Syria opposition demands urgent U.N. probe into alleged chemical attacks
In Paris, French Foreign Minister Laurent Fabius said the international community needed to respond with force if the allegations that the Syrian government was responsible for a chemical attack on civilians proved true, although there was no question of sending troops on the ground.
Syrian President Bashar al-Assad's forces have continued a heavy bombardment of the ring of rebel-held suburbs around the capital, known as the Ghouta region, which activists say will further hinder U.N. investigators from entering the area, only a few kilometers from where the team's Damascus hotel.
"We are asking for this team to go directly, with complete freedom ... to the site of the crimes which took place yesterday," George Sabra, a prominent member of the umbrella opposition's National Coalition, told Reuters.

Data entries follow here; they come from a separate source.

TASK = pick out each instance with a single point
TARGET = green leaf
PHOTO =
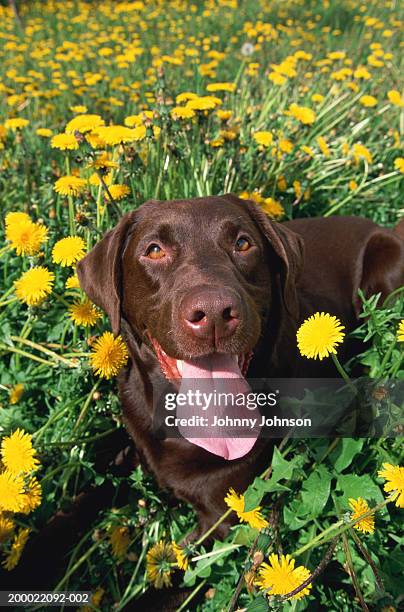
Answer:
(259, 604)
(244, 535)
(356, 486)
(292, 520)
(203, 566)
(256, 491)
(281, 468)
(316, 491)
(350, 448)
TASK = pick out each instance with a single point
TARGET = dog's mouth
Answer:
(176, 369)
(215, 387)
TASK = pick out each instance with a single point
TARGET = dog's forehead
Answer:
(194, 212)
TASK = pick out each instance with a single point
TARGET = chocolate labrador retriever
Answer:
(211, 287)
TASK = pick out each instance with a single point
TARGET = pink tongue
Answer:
(217, 373)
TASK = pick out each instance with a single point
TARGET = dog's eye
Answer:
(242, 244)
(153, 251)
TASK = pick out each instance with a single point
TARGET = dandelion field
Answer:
(103, 105)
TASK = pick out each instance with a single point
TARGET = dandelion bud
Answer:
(258, 558)
(210, 593)
(379, 394)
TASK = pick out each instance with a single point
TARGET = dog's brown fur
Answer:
(294, 270)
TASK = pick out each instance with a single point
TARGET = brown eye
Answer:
(155, 252)
(242, 244)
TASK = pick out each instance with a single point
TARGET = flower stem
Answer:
(341, 370)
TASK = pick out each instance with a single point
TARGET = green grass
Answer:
(72, 414)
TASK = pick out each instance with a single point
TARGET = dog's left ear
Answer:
(380, 269)
(99, 272)
(286, 245)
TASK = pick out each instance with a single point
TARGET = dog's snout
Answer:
(210, 312)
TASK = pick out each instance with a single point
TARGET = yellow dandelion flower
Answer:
(182, 112)
(368, 101)
(362, 73)
(15, 218)
(15, 124)
(6, 529)
(72, 282)
(324, 148)
(116, 134)
(317, 98)
(221, 87)
(79, 108)
(32, 496)
(307, 150)
(394, 474)
(68, 251)
(253, 517)
(159, 560)
(400, 331)
(281, 183)
(185, 96)
(263, 138)
(83, 124)
(273, 208)
(18, 454)
(216, 142)
(109, 355)
(26, 237)
(297, 187)
(276, 78)
(84, 313)
(302, 113)
(285, 145)
(34, 285)
(281, 576)
(70, 185)
(399, 164)
(359, 152)
(119, 192)
(120, 539)
(360, 507)
(318, 336)
(103, 162)
(15, 393)
(202, 103)
(395, 97)
(224, 115)
(181, 555)
(17, 548)
(44, 132)
(64, 142)
(11, 492)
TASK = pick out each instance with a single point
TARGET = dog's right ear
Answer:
(99, 272)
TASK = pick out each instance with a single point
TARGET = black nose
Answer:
(211, 312)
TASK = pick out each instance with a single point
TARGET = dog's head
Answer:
(195, 277)
(202, 282)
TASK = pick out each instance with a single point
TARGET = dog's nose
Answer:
(211, 312)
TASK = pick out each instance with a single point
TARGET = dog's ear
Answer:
(99, 272)
(287, 246)
(381, 267)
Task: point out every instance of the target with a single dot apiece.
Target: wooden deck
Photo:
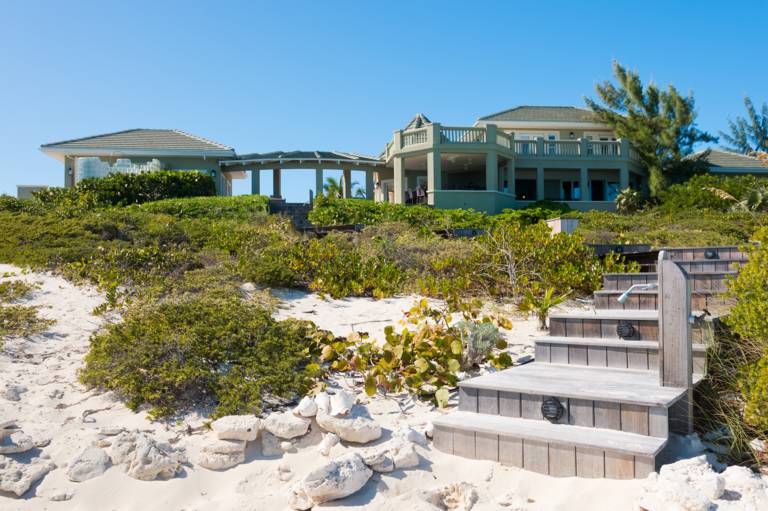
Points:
(581, 382)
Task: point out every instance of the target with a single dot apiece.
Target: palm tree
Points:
(750, 134)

He said the U.N. Security Council should amend the mission of the team, tasked with investigating a few sites of previous alleged chemical attacks, to give it the right to visit any site.
"But we are doubtful because the mission of these experts is constrained by the Syrian regime, limited to a few areas which it will take them to," he said by telephone.
With Wednesday's death toll estimated between 500 and 1,300, what would be the world's most lethal chemical weapons attack since the 1980s prompted an emergency meeting of the U.N. Security Council in New York. Syrian authorities have denied the army used chemical weapons.